The HDF5 library can be used with POSIX or MPI-IO layers utilizing dFuse, IL or MPI-IO with DAOS. The first suggestion would be to start with dFuse and then move to MPI-IO. Once the performance of these methods has been evaluated, using the custom DAOS VOL can be attempted. The DAOS VOL will provide a performance improvement under certain types of HDF workloads. Using the VOL has other complications/benefits which should be considered as well. The VOL maps a single HDF file into a single container. This means a workload that tries to use multiple HDF files per checkpoint, will create one DAOS container for each one. This is not ideal and will likely lead to performance issues. The HDF code should be such that a single HDF file is used per checkpoint/analysis file/etc. An entire campaign might generate thousands of containers which might be some overhead on an individual to manage so many containers.
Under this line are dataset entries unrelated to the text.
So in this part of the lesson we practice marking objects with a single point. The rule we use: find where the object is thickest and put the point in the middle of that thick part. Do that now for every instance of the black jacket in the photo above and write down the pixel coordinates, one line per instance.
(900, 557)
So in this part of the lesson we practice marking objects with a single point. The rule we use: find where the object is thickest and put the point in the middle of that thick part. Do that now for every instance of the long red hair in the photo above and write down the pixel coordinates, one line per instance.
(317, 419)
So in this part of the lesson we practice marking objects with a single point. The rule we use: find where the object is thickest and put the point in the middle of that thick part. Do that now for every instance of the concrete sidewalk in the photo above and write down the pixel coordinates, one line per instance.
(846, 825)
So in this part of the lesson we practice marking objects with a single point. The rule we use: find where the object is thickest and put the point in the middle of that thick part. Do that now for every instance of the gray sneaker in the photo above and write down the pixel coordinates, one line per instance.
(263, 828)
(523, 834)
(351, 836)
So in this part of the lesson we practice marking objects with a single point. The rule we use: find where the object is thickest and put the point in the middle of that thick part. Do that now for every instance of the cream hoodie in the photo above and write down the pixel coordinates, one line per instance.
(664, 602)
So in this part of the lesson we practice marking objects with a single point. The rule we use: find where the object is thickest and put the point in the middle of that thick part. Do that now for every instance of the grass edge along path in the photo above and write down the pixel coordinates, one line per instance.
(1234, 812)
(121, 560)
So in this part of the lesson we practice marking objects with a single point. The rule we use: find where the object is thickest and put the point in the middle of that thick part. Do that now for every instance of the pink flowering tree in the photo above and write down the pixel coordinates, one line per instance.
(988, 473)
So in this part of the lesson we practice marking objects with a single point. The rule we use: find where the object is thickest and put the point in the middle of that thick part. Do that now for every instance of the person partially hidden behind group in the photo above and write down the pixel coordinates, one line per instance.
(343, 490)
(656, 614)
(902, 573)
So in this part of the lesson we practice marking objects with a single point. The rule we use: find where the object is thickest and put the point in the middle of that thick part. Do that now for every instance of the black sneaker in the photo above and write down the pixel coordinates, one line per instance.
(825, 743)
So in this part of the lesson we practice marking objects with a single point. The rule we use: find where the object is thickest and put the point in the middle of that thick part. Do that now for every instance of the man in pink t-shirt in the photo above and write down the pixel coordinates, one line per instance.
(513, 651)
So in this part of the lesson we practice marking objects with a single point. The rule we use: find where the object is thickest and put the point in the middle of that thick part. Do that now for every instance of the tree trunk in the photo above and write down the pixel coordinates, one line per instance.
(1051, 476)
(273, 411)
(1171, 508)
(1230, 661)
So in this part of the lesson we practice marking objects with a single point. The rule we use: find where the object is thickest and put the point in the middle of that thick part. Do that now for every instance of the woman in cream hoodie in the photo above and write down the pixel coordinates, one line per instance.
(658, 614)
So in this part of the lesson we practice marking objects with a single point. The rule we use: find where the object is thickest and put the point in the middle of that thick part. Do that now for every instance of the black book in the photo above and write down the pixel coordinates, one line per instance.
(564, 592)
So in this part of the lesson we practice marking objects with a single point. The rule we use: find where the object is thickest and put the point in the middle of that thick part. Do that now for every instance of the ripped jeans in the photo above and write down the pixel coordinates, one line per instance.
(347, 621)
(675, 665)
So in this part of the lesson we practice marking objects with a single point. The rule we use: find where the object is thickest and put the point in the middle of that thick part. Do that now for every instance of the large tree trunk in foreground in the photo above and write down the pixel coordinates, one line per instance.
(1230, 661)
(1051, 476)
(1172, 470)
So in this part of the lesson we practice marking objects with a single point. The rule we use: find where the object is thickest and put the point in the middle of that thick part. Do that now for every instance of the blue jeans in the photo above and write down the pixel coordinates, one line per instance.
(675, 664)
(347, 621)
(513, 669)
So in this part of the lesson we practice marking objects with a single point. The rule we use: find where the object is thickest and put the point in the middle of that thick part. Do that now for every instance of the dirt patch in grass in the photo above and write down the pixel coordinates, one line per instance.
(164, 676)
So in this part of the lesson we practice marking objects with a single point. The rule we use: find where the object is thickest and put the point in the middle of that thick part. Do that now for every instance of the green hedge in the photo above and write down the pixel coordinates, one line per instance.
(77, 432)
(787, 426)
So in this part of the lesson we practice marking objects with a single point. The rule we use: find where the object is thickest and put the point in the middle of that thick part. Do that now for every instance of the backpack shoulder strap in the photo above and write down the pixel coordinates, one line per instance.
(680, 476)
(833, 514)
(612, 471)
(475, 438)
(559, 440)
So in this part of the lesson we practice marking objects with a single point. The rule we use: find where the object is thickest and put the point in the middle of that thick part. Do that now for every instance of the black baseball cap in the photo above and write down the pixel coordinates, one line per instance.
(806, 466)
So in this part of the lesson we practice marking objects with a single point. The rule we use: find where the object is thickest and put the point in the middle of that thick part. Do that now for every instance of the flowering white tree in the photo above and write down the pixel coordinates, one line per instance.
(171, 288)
As such, it might be beneficial to convert the code to write each checkpoint/time step into a HDF Group and then a single HDF file can be used for the entire campaign. This solution is more DAOS specific, as it will be functionally compatible on any system, however a traditinoal PFS may lose the entire contents of the file if a failure occurs during write while DAOS will be resilent to those failures and rollback to a previous good version.


DFS is the user level API for DAOS. This API is very similar to POSIX but still has many differences that would require code changes to utilize DFS directly. The DFS API can provide the best overall performance for any scenario other than workloads which benefit from caching.